Os confrontos que vemos em “El Enemigo” são constantes tentativas de elaboração de discursos de poder e autoafirmação, ainda que nas formas mais absurdas.

A partir do trabalho dos agentes de saúde, realizado de modo bem precário, o documentário explora, de maneira inteligente e sutil, as relações de poder entre governo, profissionais e população. Para isso, a câmera opta por abandonar sua posição neutra, distante, e lança longos olhares a Mayelín Martinez, uma das funcionárias da unidade de saúde pública. O filme ganha um rosto para o qual podemos criar empatia e nos envolvermos no cenário cada vez mais insólito, em que a população destrata os agentes sem pena, como quem desconta a raiva e confronta quem quer que seja, menos quem realmente lhes ameaça.

El Enemigo, de Aldemar Matias

Do outro lado, os funcionários têm seu próprio microcosmo. Eles se dividem entre aqueles que simplesmente não dão a mínima para o trabalho e aqueles para quem o Aedes Aegypti é o maior inimigo do país. E não, não é exagero: os funcionários entoam “brados de guerra”, logo nos primeiros minutos do documentário, antes de dar início às inspeções e fumigações. O paralelo com o modelo militar é inevitável.

Pelos olhos de Mayelín

Mayelín não é de falar muito; é justamente por causa disso que ela se põe em nosso lugar como uma semi-espectadora em “El Enemigo”. Impotente perante a falta de colaboração dos moradores de uma zona urbana nada amistosa e a necessidade de conter uma doença que matou muitas pessoas há algumas décadas atrás, ela se equilibra, de maneira graciosa, entre a quase obsessão de sua superior com a doença e o ar de abandono e descaso que escapa de cada detalhe como a má condição das residências ou as paredes desgastadas da feira cheia de mosquitos. Só lhe resta continuar a trabalhar.
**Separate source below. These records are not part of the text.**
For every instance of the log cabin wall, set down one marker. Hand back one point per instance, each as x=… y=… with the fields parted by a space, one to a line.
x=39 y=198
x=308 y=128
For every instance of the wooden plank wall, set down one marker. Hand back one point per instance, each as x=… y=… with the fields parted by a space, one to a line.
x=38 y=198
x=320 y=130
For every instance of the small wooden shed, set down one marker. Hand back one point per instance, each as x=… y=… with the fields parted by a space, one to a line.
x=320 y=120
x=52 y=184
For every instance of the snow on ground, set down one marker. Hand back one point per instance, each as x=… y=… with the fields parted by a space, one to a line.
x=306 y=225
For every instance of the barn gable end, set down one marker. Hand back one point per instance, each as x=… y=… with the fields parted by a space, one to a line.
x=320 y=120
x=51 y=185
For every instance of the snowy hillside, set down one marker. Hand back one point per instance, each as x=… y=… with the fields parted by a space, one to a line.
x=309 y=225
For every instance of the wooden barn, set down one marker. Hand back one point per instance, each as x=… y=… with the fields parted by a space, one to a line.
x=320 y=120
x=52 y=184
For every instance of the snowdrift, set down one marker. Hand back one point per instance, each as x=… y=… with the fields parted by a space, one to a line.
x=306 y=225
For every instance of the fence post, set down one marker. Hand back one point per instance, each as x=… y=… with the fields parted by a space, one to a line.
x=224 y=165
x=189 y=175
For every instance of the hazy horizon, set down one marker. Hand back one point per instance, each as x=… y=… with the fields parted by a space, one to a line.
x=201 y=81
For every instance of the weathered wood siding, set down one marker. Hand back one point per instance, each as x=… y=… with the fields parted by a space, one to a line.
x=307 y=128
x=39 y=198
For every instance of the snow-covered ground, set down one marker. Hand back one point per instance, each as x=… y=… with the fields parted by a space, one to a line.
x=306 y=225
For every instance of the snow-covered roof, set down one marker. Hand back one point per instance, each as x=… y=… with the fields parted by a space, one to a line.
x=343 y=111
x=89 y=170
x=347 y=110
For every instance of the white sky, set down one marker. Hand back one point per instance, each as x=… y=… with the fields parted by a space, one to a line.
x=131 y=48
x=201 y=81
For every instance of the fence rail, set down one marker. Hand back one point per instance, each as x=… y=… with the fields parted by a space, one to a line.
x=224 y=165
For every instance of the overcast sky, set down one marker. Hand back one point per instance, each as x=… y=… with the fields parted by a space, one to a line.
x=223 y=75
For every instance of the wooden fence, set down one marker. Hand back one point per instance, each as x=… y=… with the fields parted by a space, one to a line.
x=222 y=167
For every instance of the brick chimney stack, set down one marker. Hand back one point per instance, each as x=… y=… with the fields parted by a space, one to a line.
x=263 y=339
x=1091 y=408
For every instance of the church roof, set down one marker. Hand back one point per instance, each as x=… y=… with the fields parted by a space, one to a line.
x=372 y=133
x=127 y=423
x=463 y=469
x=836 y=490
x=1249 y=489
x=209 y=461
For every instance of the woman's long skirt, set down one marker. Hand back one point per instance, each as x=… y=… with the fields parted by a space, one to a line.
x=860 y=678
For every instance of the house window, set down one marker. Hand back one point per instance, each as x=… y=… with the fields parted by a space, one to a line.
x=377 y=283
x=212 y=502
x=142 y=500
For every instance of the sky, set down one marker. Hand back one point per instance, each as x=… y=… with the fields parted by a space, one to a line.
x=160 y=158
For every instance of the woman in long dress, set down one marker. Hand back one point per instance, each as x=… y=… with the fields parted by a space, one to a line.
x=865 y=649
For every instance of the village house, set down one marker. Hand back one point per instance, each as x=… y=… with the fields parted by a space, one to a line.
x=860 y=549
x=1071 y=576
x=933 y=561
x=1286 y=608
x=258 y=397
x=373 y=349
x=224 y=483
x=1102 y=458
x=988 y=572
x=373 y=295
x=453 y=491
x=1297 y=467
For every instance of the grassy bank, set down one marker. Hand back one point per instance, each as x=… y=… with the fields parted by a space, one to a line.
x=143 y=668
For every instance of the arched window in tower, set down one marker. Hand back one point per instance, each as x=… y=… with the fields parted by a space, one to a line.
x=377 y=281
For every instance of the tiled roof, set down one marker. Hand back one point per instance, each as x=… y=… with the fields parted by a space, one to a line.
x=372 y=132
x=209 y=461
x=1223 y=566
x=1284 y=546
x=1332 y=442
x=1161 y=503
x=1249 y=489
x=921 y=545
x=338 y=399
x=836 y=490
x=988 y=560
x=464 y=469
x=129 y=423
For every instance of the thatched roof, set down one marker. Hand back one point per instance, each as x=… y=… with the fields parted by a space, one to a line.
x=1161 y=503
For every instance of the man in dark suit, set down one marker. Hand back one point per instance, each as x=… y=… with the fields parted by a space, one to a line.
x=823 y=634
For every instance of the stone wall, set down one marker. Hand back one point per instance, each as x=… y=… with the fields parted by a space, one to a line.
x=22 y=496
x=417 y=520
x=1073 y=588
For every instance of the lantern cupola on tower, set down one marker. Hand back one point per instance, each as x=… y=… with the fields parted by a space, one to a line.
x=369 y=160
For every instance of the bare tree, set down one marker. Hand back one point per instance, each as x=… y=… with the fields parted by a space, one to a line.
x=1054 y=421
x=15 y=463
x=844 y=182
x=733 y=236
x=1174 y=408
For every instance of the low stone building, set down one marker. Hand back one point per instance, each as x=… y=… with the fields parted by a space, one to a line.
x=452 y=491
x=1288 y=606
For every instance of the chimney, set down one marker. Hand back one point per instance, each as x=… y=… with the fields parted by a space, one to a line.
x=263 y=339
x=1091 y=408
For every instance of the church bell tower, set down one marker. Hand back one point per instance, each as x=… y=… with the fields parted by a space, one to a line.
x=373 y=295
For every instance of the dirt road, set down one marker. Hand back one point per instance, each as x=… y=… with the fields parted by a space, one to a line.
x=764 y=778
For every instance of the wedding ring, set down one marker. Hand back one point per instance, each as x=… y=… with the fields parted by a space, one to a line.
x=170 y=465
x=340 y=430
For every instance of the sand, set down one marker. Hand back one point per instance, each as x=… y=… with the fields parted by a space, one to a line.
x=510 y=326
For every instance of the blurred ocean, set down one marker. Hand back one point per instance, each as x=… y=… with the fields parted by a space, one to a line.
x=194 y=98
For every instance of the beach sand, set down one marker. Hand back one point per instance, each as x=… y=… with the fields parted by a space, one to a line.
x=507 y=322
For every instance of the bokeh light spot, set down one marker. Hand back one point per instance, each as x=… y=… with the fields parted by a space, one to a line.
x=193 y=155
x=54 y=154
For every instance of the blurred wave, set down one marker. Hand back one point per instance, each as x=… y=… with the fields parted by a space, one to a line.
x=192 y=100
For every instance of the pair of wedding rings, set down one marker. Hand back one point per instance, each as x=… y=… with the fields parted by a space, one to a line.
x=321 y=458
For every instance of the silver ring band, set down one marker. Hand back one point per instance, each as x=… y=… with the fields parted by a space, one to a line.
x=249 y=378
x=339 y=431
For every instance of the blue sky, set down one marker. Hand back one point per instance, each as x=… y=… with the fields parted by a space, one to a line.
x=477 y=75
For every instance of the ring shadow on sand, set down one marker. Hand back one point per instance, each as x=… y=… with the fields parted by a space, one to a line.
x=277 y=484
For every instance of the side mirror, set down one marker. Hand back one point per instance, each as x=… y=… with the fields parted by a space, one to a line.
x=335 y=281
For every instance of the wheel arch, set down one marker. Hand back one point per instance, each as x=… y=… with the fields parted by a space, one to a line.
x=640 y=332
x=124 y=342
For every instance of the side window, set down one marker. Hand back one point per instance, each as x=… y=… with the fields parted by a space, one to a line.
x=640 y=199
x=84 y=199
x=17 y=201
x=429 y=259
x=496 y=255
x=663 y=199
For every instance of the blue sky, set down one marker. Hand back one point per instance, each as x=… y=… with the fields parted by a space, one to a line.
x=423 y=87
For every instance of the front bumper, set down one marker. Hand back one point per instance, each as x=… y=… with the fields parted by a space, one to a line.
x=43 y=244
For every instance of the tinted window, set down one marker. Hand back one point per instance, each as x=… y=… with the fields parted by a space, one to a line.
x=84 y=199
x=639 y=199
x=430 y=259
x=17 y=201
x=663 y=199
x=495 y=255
É no senso de continuidade de Mayelín que nos envolvemos como público com “El Enemigo”. Seu olhar saturado enquanto uma agente discute com a dona de uma residência no qual focos de dengue foram encontrados, dá conta do quão absurdo pode ser o seu cotidiano. Nesse momento, apenas seu rosto surge na tela, e as vozes que brigam no interior da casa podem muito bem soar como demônios do interior de sua mente; em outro momento, seu rosto cansado e atento novamente salta solitário na tela, quando ela discute com colegas de trabalho que tentaram trapacear adicionando uma hora a mais no relatório que registra as fumigações (eles ganham por hora). O corte preciso some com as cabeças dos dois homens e acompanham apenas o olhar atento de Mayelín.

El Enemigo, de Aldemar Matias

Os confrontos que vemos em “El Enemigo” são constantes tentativas de elaboração de discursos de poder e autoafirmação, ainda que nas formas mais absurdas. Em meio a um ambiente no qual a precariedade das condições de vida penetra a tela a todo momento, o ar de absurdo de toda a situação é marcado na cena final do documentário, no qual um funcionário cobre as ruas da cidade com a densa fumaça da fumigação. Se de início ela parece uma névoa de contos de fada, logo depois torna toda a tela cinzenta, passando a impressão de asfixia que, em Cuba, surge como uma metáfora mais profunda.